This project studies fake news detection as a binary classification problem, with a primary focus on optimization behavior rather than model architecture. Logistic Regression with L2 regularisation is used as a convex learning objective, enabling a controlled comparison of multiple numerical optimization algorithms applied to the same loss function. Beyond classification accuracy, the project analyzes convergence speed, numerical stability, runtime, and memory efficiency of different optimization methods.
*This is a course project for CMSE 831 Computational Optimization at Michigan State University.
The WELFake dataset combines Kaggle, McIntire, Reuters, and BuzzFeed political news. Articles are cleaned to remove HTML artifacts, excessive whitespace, and duplicates. Very short articles are removed to ensure meaningful textual content. Data is split into 80–10–10 train/validation/test sets with stratification.

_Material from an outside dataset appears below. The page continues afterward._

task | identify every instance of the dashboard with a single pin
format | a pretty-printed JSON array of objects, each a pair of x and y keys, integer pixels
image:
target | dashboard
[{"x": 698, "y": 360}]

TF-IDF Vectorization is implemented with 5,000 features, unigrams and bigrams, stop-word removal, and sublinear term frequency scaling. This produces a high-dimensional sparse feature space, well suited for studying optimizer behavior.
Minimize the regularized logistic regression loss:
- Objective: Negative log-likelihood + L2 regularization
- Convex and strongly convex (guaranteed unique global optimum)

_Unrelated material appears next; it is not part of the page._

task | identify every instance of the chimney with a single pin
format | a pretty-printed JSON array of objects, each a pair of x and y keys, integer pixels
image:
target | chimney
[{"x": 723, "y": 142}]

- Optimization variables: weight vector (5,000D) and bias term
All methods use approximate line search and identical stopping criteria:
- Gradient Descent (GD)
- Non-linear Conjugate Gradient (Polak–Ribiere)

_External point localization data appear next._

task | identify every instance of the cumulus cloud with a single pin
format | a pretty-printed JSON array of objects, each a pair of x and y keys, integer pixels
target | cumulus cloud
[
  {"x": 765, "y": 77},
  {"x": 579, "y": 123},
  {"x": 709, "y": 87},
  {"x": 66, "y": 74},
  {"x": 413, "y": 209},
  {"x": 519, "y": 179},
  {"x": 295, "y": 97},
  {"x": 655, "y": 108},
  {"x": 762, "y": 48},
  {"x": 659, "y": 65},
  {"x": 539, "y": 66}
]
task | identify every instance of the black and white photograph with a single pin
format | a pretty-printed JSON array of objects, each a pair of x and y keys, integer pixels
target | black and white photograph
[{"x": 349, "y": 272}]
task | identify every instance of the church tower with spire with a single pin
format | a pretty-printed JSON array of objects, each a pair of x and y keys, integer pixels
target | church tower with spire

- Non-linear Conjugate Gradient (Fletcher–Reeves)
- Newton’s Method
- Quasi-Newton (L-BFGS)
All optimizers converge to essentially the same solution, achieving ~90% test accuracy and ~0.969 AUC.
Key observations:
- Gradient Descent converges reliably but slowly.
- CG (FR) improves substantially over GD and CG-PR.
- Newton’s Method converges in only a few iterations but is computationally expensive.
- L-BFGS offers the best overall trade-off, reaching near-Newton precision with far lower runtime and memory usage.
The notebook includes Loss vs. iteration plots, Gradient norm vs. iteration (log scale), and 2D projections of optimization paths around the optimum. These plots visually confirm theoretical convergence properties and efficiency differences between first-order, second-order, and quasi-Newton methods.
The project demonstrates that while many optimization algorithms can successfully solve convex machine-learning objectives, their practical efficiency differs dramatically. For high-dimensional logistic regression on sparse text data, L-BFGS emerges as the most effective optimizer, balancing speed, accuracy, and memory usage.